Firstly for those who are wondering just what is mixed climbing, dry tooling or for that matter ice and snow climbing is here is a short run down.
In winter, on a mountain or at an alpine crag a climber usually has several climbing styles they can choose depending on the terrain in front of them. At a very basic level we have walking or climbing on snow. This can quickly get quite steep and tricky, therefore ice axes and crampons are required. New Zealand due to its regular temperature variation often produces some excellent frozen snow climbing. On a good day you might be lucky enough to find a frozen waterfall. Climbing up a frozen waterfall with crampons and ice axes is simply ice climbing. Mixed climbing can and usually does involve a range of climbing mediums from snow, ice, rock to frozen turf. All mixed climbs involve a degree of dry tooling hence their mixed nature. Dry tooling is the specific climbing term used to describe climbing over rock with crampons and ice axe. A pitch of mixed climbing that is completely free of snow or ice would be called a dry pitch.
In summer climbers find the cliff faces free of snow and ice and ascend their alpine objectives in rock shoes or climbing boots. In winter when temperatures are to cold for rock climbing they switch to ice axes and crampons. This practice is nothing new and has been going on in NZ for well over 100 years. Sounds simple right? Climbers in NZ have been taking part in basic mixed climbs since the first ascent of the NW Ridge of Aspiring or the first time someone scratched their crampons up the summit rocks at Cook. Any time you find yourself scratching your crampons on some rock as you walk up a valley or ascent an alpine face your essentially taking part in some form of mixed climbing.
Interestingly in Queenstown home of the Remarkables one of the countries finest mixed climbing venues (and one of the best mixed climbing locations I have found anywhere in the world), a small group of locals have their noses out of joint due to all the naughty mixed climbers, who seem to be having far to much fun there in the winter months.
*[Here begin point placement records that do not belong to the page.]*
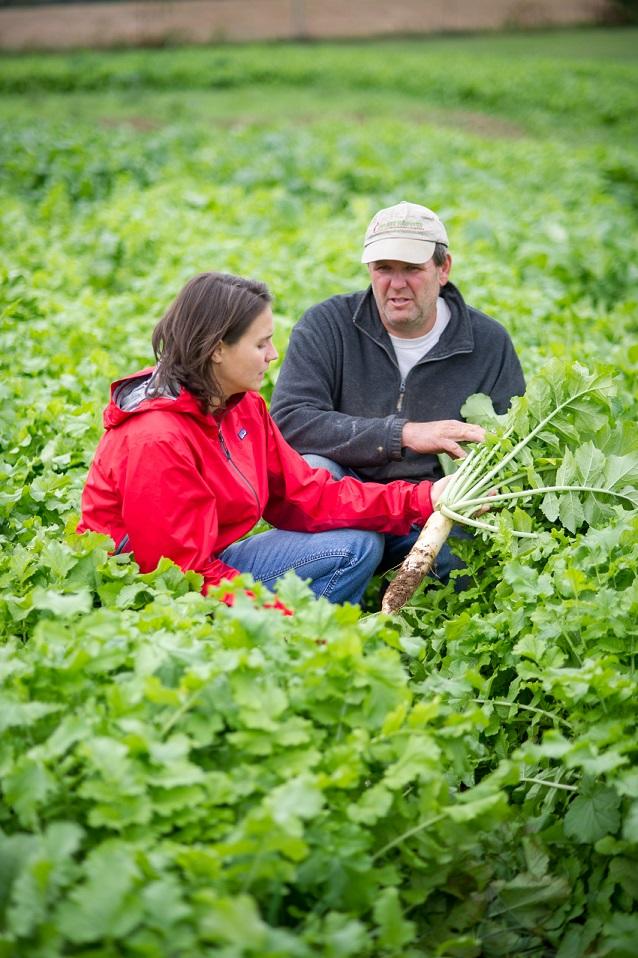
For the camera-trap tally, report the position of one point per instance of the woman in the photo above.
(191, 460)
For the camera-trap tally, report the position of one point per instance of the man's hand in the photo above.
(441, 436)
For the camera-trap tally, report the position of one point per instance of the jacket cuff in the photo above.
(395, 442)
(424, 498)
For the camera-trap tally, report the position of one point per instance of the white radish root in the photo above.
(417, 563)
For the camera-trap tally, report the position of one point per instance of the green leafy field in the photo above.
(180, 778)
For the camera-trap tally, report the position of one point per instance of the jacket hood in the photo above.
(128, 398)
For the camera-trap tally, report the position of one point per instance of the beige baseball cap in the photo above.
(406, 232)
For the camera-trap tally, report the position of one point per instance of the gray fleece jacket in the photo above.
(340, 394)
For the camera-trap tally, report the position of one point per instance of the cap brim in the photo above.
(405, 250)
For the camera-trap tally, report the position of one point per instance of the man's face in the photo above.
(406, 294)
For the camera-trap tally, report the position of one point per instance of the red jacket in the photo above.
(186, 484)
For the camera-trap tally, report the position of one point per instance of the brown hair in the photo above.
(211, 307)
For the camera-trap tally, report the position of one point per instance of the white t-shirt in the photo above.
(410, 351)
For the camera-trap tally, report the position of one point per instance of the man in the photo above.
(373, 382)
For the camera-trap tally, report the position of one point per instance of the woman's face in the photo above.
(242, 365)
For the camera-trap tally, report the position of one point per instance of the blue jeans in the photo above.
(339, 563)
(397, 547)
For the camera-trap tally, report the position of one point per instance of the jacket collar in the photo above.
(184, 403)
(457, 338)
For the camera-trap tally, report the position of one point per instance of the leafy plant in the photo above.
(557, 442)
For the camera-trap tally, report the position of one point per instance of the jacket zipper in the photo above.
(401, 395)
(230, 459)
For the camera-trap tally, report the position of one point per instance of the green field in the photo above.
(180, 778)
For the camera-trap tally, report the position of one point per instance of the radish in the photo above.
(560, 441)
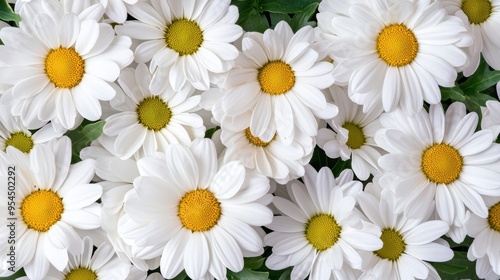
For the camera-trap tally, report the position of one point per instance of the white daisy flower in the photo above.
(278, 78)
(407, 243)
(351, 135)
(484, 269)
(149, 122)
(483, 19)
(14, 133)
(186, 41)
(320, 230)
(116, 177)
(438, 156)
(486, 234)
(101, 264)
(274, 158)
(53, 199)
(396, 53)
(63, 67)
(193, 213)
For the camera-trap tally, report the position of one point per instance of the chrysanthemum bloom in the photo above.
(116, 177)
(408, 242)
(147, 122)
(319, 231)
(275, 159)
(396, 53)
(14, 133)
(53, 199)
(193, 213)
(483, 19)
(438, 156)
(60, 66)
(351, 135)
(486, 234)
(278, 78)
(186, 41)
(101, 264)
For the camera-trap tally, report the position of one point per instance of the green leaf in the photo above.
(455, 94)
(457, 268)
(210, 132)
(301, 19)
(276, 18)
(82, 136)
(250, 18)
(6, 12)
(285, 6)
(247, 274)
(481, 80)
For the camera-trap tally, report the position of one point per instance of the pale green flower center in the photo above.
(478, 11)
(184, 36)
(154, 113)
(323, 231)
(20, 141)
(397, 45)
(393, 245)
(355, 138)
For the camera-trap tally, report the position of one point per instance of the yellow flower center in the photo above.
(355, 138)
(20, 141)
(81, 274)
(478, 11)
(494, 217)
(397, 45)
(199, 210)
(322, 231)
(184, 36)
(393, 245)
(254, 140)
(64, 67)
(41, 210)
(442, 163)
(276, 77)
(153, 113)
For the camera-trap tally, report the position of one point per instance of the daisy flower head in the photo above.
(195, 214)
(116, 177)
(186, 41)
(278, 77)
(61, 67)
(352, 135)
(54, 199)
(439, 157)
(483, 19)
(486, 234)
(396, 53)
(319, 231)
(101, 264)
(275, 159)
(407, 242)
(14, 133)
(149, 122)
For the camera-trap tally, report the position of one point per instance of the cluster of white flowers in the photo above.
(153, 193)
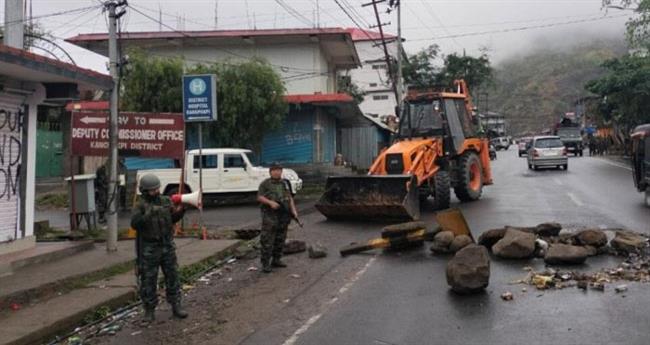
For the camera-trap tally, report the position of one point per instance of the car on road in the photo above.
(547, 151)
(500, 143)
(523, 145)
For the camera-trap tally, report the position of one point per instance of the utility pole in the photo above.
(113, 17)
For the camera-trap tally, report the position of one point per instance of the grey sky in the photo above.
(497, 25)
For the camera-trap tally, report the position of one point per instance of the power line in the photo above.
(522, 28)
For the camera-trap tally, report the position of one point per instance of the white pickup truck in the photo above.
(228, 174)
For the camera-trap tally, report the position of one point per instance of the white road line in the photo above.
(312, 320)
(614, 164)
(575, 199)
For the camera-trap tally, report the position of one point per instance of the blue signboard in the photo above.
(200, 97)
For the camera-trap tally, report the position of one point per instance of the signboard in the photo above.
(150, 135)
(200, 97)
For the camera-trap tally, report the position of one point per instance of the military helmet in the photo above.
(149, 182)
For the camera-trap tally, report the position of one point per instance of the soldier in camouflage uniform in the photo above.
(274, 196)
(153, 219)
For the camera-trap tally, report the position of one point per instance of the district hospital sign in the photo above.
(151, 135)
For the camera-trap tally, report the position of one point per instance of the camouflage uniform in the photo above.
(274, 222)
(153, 219)
(101, 192)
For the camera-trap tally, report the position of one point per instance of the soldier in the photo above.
(274, 196)
(101, 192)
(153, 219)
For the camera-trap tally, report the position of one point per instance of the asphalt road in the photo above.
(403, 298)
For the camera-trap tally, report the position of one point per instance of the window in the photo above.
(233, 161)
(209, 161)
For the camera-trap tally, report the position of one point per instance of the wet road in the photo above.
(403, 298)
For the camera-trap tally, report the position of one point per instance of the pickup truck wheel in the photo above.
(442, 190)
(468, 185)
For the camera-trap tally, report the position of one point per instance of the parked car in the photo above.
(493, 153)
(228, 174)
(523, 145)
(547, 151)
(500, 143)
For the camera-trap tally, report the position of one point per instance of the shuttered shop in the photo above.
(11, 125)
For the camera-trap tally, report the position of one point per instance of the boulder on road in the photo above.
(469, 270)
(592, 237)
(490, 237)
(548, 229)
(294, 246)
(565, 254)
(628, 242)
(515, 244)
(460, 242)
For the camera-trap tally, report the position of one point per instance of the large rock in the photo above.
(628, 242)
(460, 242)
(490, 237)
(515, 244)
(548, 229)
(294, 246)
(565, 254)
(469, 270)
(442, 241)
(594, 238)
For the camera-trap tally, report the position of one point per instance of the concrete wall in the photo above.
(303, 67)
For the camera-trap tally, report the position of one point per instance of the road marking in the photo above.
(312, 320)
(575, 199)
(614, 164)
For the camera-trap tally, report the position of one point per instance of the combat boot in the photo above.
(278, 263)
(178, 311)
(149, 315)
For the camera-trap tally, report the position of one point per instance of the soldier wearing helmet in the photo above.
(153, 219)
(274, 196)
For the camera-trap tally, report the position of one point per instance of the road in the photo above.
(403, 298)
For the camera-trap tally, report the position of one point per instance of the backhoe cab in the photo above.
(436, 149)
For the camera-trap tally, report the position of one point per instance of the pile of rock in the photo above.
(448, 242)
(557, 247)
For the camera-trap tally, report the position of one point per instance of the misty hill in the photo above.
(534, 89)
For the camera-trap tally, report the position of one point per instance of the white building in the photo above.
(372, 77)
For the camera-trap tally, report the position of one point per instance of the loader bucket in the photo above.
(378, 197)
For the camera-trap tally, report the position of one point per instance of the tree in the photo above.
(249, 94)
(625, 90)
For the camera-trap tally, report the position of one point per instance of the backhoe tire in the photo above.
(442, 190)
(468, 185)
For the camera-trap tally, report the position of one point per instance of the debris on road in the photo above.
(317, 251)
(292, 246)
(469, 270)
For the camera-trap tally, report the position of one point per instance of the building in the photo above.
(27, 82)
(494, 124)
(372, 77)
(309, 62)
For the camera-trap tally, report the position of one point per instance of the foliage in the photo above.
(420, 70)
(625, 90)
(533, 90)
(249, 94)
(638, 27)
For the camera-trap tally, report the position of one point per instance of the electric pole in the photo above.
(113, 17)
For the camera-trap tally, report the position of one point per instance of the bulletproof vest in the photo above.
(157, 224)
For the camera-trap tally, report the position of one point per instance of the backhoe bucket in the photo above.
(375, 197)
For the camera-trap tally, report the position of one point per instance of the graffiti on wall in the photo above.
(11, 129)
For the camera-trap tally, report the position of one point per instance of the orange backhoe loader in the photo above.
(437, 149)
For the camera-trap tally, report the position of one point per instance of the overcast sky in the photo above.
(505, 27)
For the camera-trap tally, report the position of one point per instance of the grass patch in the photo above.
(52, 201)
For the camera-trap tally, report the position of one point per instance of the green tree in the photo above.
(249, 96)
(625, 90)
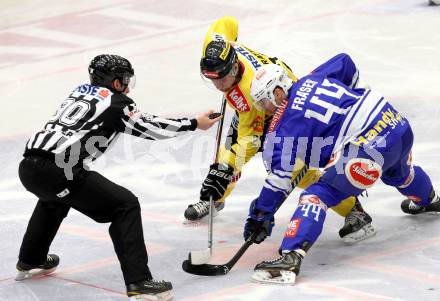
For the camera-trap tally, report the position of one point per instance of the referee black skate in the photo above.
(54, 169)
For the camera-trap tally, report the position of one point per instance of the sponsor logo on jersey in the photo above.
(258, 124)
(293, 228)
(387, 122)
(249, 57)
(277, 116)
(311, 199)
(362, 173)
(237, 99)
(104, 93)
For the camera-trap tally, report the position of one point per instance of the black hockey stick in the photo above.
(223, 269)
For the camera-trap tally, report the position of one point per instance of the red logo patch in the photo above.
(278, 114)
(414, 198)
(258, 124)
(363, 173)
(293, 228)
(237, 99)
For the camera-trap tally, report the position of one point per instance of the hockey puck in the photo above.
(214, 115)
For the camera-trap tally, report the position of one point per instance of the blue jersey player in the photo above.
(354, 134)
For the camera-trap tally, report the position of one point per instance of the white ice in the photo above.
(45, 47)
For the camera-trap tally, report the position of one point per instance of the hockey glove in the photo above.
(216, 182)
(258, 221)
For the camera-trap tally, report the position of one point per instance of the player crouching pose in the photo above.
(319, 119)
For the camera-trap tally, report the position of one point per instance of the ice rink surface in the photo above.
(45, 48)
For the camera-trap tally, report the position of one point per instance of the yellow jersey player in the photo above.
(231, 66)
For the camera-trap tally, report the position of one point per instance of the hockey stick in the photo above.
(201, 257)
(223, 269)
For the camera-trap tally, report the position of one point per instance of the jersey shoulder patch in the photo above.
(238, 100)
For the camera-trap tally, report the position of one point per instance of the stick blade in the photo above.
(199, 257)
(204, 269)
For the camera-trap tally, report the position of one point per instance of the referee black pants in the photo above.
(91, 194)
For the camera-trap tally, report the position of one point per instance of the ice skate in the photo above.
(200, 209)
(357, 225)
(26, 271)
(279, 271)
(410, 207)
(150, 290)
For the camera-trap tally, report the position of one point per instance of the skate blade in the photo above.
(286, 278)
(200, 221)
(165, 296)
(366, 232)
(23, 275)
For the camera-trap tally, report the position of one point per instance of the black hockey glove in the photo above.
(258, 221)
(216, 182)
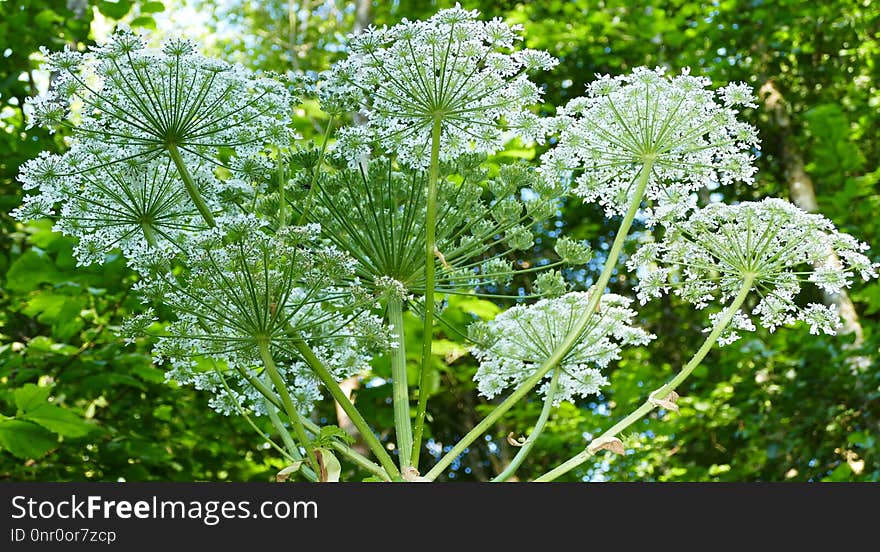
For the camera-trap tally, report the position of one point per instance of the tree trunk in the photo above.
(803, 194)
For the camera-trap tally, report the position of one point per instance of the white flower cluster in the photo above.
(770, 242)
(686, 133)
(518, 341)
(453, 69)
(244, 288)
(140, 100)
(127, 206)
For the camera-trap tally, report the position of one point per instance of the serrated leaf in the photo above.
(25, 439)
(59, 420)
(30, 397)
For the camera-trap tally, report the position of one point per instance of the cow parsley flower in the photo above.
(139, 101)
(770, 243)
(686, 134)
(451, 69)
(518, 341)
(129, 207)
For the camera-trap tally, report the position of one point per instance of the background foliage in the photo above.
(76, 403)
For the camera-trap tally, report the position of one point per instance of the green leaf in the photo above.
(152, 7)
(46, 18)
(25, 440)
(29, 271)
(144, 21)
(486, 310)
(29, 397)
(284, 474)
(57, 419)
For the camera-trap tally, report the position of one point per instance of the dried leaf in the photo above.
(668, 403)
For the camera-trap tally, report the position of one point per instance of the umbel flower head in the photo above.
(453, 69)
(688, 134)
(247, 289)
(137, 102)
(772, 244)
(130, 206)
(514, 345)
(376, 213)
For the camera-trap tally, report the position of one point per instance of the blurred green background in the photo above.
(76, 403)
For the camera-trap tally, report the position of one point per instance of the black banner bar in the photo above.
(135, 516)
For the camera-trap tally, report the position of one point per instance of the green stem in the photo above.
(282, 203)
(150, 235)
(314, 429)
(661, 393)
(287, 401)
(282, 431)
(428, 333)
(536, 433)
(569, 341)
(400, 389)
(292, 454)
(315, 171)
(339, 395)
(191, 188)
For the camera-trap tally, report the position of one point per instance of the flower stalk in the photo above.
(526, 448)
(428, 328)
(400, 388)
(339, 395)
(661, 393)
(570, 340)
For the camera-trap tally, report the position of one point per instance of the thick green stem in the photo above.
(314, 429)
(430, 247)
(660, 394)
(536, 433)
(339, 395)
(570, 340)
(191, 188)
(307, 205)
(287, 401)
(400, 389)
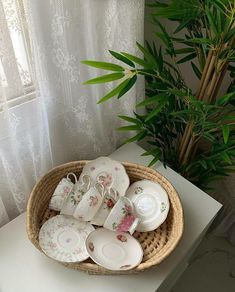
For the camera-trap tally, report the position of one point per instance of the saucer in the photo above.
(151, 204)
(109, 173)
(113, 250)
(63, 238)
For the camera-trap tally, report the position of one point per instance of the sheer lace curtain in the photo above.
(47, 116)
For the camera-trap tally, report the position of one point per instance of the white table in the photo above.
(24, 269)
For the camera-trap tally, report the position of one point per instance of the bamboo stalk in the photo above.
(185, 140)
(207, 77)
(218, 85)
(188, 151)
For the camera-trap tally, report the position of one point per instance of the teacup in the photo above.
(61, 192)
(75, 196)
(90, 203)
(121, 217)
(110, 199)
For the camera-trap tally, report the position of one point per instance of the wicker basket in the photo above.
(157, 244)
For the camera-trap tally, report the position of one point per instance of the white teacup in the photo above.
(121, 217)
(75, 196)
(61, 192)
(90, 203)
(110, 199)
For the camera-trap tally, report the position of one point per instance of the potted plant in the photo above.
(192, 132)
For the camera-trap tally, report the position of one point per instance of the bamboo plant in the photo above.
(192, 132)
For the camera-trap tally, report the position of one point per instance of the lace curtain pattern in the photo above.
(61, 122)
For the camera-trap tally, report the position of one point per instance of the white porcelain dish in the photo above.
(63, 238)
(151, 204)
(90, 203)
(108, 172)
(110, 199)
(114, 251)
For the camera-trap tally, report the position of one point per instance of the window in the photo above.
(16, 82)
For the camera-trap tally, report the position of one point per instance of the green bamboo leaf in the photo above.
(150, 100)
(187, 58)
(184, 50)
(136, 59)
(228, 118)
(211, 164)
(129, 128)
(225, 130)
(128, 86)
(225, 99)
(103, 65)
(113, 92)
(130, 119)
(162, 37)
(182, 25)
(122, 58)
(154, 112)
(226, 157)
(229, 35)
(155, 160)
(137, 137)
(196, 71)
(203, 163)
(105, 78)
(148, 56)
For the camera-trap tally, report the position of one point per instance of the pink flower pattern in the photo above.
(127, 220)
(122, 238)
(93, 201)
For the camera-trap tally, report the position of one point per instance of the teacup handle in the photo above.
(100, 188)
(115, 194)
(74, 175)
(86, 180)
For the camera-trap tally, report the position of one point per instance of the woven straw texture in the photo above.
(157, 244)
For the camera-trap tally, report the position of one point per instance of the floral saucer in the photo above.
(109, 173)
(114, 251)
(151, 204)
(63, 238)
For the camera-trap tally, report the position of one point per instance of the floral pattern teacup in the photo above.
(122, 218)
(110, 199)
(75, 196)
(61, 192)
(90, 203)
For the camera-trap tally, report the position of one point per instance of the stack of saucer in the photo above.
(101, 196)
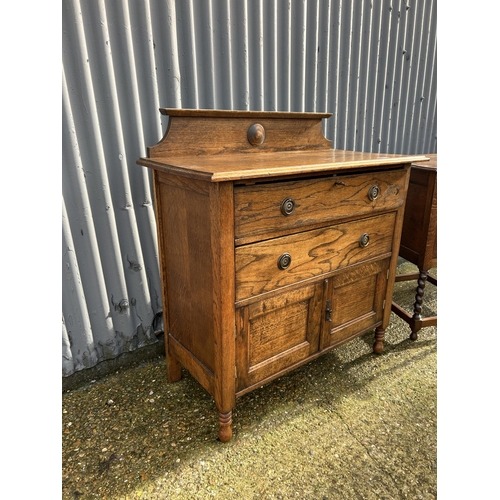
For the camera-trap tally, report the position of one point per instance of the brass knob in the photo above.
(364, 240)
(256, 134)
(287, 206)
(373, 192)
(284, 261)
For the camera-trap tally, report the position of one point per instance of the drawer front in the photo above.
(268, 265)
(262, 208)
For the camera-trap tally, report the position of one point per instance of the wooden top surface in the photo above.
(245, 166)
(430, 165)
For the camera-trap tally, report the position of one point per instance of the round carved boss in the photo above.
(364, 240)
(287, 206)
(256, 134)
(373, 192)
(284, 261)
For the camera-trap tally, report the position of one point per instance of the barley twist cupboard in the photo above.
(274, 248)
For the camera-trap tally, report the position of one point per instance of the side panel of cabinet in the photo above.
(186, 263)
(355, 302)
(276, 333)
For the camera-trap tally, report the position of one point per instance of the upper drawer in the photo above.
(271, 264)
(271, 207)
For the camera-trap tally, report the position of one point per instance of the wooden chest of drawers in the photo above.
(274, 248)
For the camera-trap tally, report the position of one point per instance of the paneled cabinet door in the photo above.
(354, 301)
(275, 333)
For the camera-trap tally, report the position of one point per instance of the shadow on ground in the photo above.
(350, 425)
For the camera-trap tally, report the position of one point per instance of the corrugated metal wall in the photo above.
(370, 63)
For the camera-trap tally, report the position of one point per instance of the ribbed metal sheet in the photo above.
(371, 64)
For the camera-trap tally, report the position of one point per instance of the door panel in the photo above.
(356, 302)
(276, 333)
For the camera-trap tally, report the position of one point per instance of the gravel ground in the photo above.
(350, 425)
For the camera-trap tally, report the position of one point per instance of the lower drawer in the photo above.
(272, 264)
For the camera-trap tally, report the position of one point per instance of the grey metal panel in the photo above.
(371, 64)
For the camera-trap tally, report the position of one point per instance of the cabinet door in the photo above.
(274, 334)
(354, 302)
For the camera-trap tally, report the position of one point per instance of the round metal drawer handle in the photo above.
(284, 261)
(364, 240)
(373, 192)
(287, 206)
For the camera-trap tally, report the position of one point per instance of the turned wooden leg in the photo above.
(378, 345)
(417, 307)
(225, 431)
(173, 367)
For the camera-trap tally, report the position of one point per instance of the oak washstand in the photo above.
(274, 248)
(419, 239)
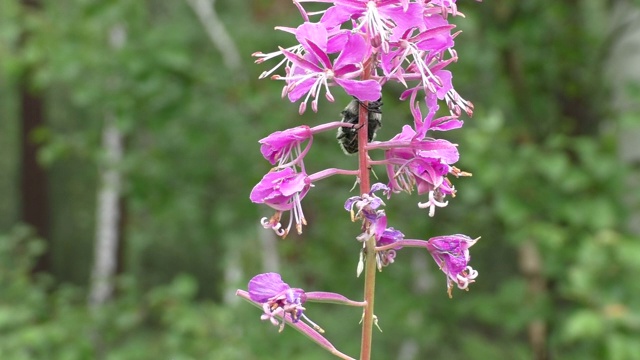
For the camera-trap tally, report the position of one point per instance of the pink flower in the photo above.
(451, 253)
(283, 191)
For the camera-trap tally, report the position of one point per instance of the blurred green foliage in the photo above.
(549, 195)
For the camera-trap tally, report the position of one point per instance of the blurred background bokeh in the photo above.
(128, 142)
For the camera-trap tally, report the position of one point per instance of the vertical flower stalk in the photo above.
(357, 46)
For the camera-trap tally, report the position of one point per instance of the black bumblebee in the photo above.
(348, 136)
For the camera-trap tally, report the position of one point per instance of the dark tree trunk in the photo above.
(34, 195)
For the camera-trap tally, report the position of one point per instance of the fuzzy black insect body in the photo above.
(348, 136)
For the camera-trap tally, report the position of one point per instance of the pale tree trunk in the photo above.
(108, 209)
(108, 215)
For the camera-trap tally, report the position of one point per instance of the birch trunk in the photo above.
(108, 205)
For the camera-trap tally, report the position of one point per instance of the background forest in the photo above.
(128, 134)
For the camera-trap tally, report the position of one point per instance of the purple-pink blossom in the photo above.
(314, 70)
(277, 298)
(451, 253)
(282, 190)
(284, 146)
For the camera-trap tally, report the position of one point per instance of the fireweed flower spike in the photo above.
(359, 45)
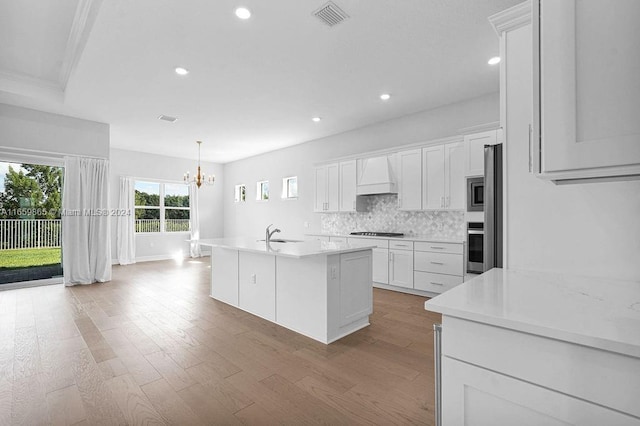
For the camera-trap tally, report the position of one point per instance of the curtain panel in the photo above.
(194, 217)
(86, 239)
(125, 222)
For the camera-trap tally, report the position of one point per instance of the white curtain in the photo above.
(86, 240)
(194, 218)
(125, 221)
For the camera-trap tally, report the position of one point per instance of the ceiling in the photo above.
(253, 85)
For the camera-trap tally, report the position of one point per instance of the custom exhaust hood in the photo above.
(376, 176)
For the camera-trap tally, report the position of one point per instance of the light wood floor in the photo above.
(152, 347)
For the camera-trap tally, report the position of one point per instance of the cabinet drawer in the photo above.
(435, 283)
(440, 263)
(438, 247)
(363, 242)
(401, 245)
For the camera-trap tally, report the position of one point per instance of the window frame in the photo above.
(259, 187)
(285, 187)
(162, 208)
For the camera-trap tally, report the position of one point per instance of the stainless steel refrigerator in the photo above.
(492, 244)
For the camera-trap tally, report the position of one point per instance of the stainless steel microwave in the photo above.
(475, 194)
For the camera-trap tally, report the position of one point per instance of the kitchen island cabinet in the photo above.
(538, 348)
(320, 289)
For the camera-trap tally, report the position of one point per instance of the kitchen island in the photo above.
(538, 348)
(320, 289)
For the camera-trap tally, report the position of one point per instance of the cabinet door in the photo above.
(320, 202)
(474, 395)
(410, 193)
(433, 178)
(333, 188)
(380, 268)
(454, 181)
(257, 284)
(348, 186)
(401, 268)
(586, 88)
(474, 151)
(224, 275)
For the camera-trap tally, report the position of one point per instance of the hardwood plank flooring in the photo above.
(151, 347)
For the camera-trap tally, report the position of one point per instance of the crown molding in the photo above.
(512, 18)
(29, 86)
(485, 127)
(83, 20)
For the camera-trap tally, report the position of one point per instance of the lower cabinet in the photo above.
(401, 268)
(257, 284)
(489, 398)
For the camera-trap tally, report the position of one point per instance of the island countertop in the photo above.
(594, 312)
(297, 249)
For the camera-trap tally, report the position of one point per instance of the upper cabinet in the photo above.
(443, 177)
(586, 91)
(410, 180)
(474, 151)
(326, 188)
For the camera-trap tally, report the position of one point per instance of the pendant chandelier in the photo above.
(200, 177)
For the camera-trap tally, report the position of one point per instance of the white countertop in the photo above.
(289, 249)
(599, 313)
(430, 238)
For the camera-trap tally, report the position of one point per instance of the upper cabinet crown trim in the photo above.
(512, 18)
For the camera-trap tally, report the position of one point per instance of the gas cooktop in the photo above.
(379, 234)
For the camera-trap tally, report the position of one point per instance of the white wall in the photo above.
(250, 218)
(586, 229)
(28, 129)
(156, 167)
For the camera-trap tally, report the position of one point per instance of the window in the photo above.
(290, 188)
(240, 193)
(161, 207)
(262, 190)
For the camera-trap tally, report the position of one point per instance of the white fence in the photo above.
(170, 225)
(41, 233)
(29, 233)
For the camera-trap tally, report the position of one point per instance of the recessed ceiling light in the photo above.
(243, 13)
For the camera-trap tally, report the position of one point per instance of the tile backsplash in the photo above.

As such the local club the Queenstown Climbing Club (QCC) wrote a letter to FMC suggesting that they would like to put forward a policy for mixed climbing in the region. FMC rightly pointed out that the NZ Alpine Club was a more suitable organisation to ask for an opinion on the matter and a brief debate ensued on the Alpine Clubs FB page. The following information relates to a submission to both the NZ Alpine Club and the QCC. Why this QCC letter to FMC is important is that FMC also stated in their reply "we did not realise the extent of the problem down there"! What problem I would say!! So now we have to go over the clear and simple points to remind the QCC and some of its members exactly why its fine to climb in winter on rock with crampons and ice axes on. I would urge everyone with an opinion on this matter to send a submission to the QCC and NZAC. Their details are at the bottom of this article.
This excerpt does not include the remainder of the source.